Ama bu durum, mevcut rejimin olmak iddiasında olduğu şeyin, “cumhuriyet”in doğasıyla da bağdaşmıyor. Çünkü, cumhuriyetçi felsefenin temel fikirlerinden biri, “aktif yurttaşlık” idealidir. Ben şahsen bu felsefenin arkasında yatan sıkı birlik düşüncesine, bireysel ilgi ve çıkarları çok geniş tanımlanmış bir “ortak iyi” anlayışına boyun eğdirme iddiasına ve “yurttaşlık erdemi”ni doğal haklara üstün tutmasına sempati duymuyorum. Anlatmak istediğim, carî rejimin kendi iddiası açısından da başarısız veya tutarsız olduğudur. Çünkü, aktif yurttaş olmak her şeyden önce “rüşdünü ispatlama”yı gerektirir.

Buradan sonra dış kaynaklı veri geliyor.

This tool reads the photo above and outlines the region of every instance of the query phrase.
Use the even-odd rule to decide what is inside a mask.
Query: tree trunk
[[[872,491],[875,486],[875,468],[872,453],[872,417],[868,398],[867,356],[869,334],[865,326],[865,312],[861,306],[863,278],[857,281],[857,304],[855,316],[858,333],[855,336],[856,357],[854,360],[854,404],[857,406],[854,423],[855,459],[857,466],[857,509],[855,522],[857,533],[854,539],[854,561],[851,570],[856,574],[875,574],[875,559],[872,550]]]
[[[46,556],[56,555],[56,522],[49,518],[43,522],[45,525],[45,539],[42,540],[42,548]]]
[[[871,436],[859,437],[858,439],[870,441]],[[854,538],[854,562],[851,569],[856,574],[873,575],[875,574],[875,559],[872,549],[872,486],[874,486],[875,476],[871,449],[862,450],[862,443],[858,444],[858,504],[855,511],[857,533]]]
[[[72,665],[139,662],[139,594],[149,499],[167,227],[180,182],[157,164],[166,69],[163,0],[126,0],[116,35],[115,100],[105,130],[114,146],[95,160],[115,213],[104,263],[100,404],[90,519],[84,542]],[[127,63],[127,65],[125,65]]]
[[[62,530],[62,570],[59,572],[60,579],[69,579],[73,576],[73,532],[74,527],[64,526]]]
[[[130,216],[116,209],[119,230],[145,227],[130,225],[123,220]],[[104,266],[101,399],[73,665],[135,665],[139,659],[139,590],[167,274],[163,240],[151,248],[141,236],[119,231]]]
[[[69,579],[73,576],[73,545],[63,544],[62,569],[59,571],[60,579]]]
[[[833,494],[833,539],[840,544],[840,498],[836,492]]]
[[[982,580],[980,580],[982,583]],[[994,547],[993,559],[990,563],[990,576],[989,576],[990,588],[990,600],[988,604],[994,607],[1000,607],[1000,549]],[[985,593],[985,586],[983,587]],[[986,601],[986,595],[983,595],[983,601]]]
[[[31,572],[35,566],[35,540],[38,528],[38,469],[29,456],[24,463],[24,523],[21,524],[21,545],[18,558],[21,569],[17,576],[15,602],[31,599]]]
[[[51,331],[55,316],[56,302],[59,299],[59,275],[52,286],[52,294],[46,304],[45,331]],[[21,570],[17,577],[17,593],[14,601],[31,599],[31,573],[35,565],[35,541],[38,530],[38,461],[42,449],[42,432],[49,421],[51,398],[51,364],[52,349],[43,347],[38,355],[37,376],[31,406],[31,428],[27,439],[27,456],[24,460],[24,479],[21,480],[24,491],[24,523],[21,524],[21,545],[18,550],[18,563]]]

Elbette bir cumhuriyette kamu eğitiminin özel ve önemli bir yeri vardır. Ama cumhuriyetçi bir rejimin genelleştirilmiş bir kamu eğitimiyle elde etmek istediği, yurttaşlarına cumhuriyetçi birliği ayakta tutacak erdemleri kazandırmak, bu arada onlarda “ortak iyi” anlayış ve duygusunu geliştirmektir. Yurttaşların çocuklaşmasının bu amaçlar arasında yer almadığında ise şüphe yoktur. Kendi iradesine güvenmemenin, ortaklığın fikrî ve siyasî zemini hakkında söz söyleme hakkından feragat etmenin, “ortak yarar”ın bireysel çıkar ve ilgilerden üstün tutulmasıyla bir ilgisi bulunmamaktadır.
Türkiye’nin Cumhuriyeti’nin bu gibi meseleleri tezekkür edecek düşünürleri, sosyal teorisyenleri yok, ama bol miktarda slogan sayıklayan kifayetsiz demagogları ve propagandistleri var. Onun için, Cumhuriyetin kendine ait bir sivik ethos geliştirememiş olduğunu söyleyen Şerif Mardin haksız değil.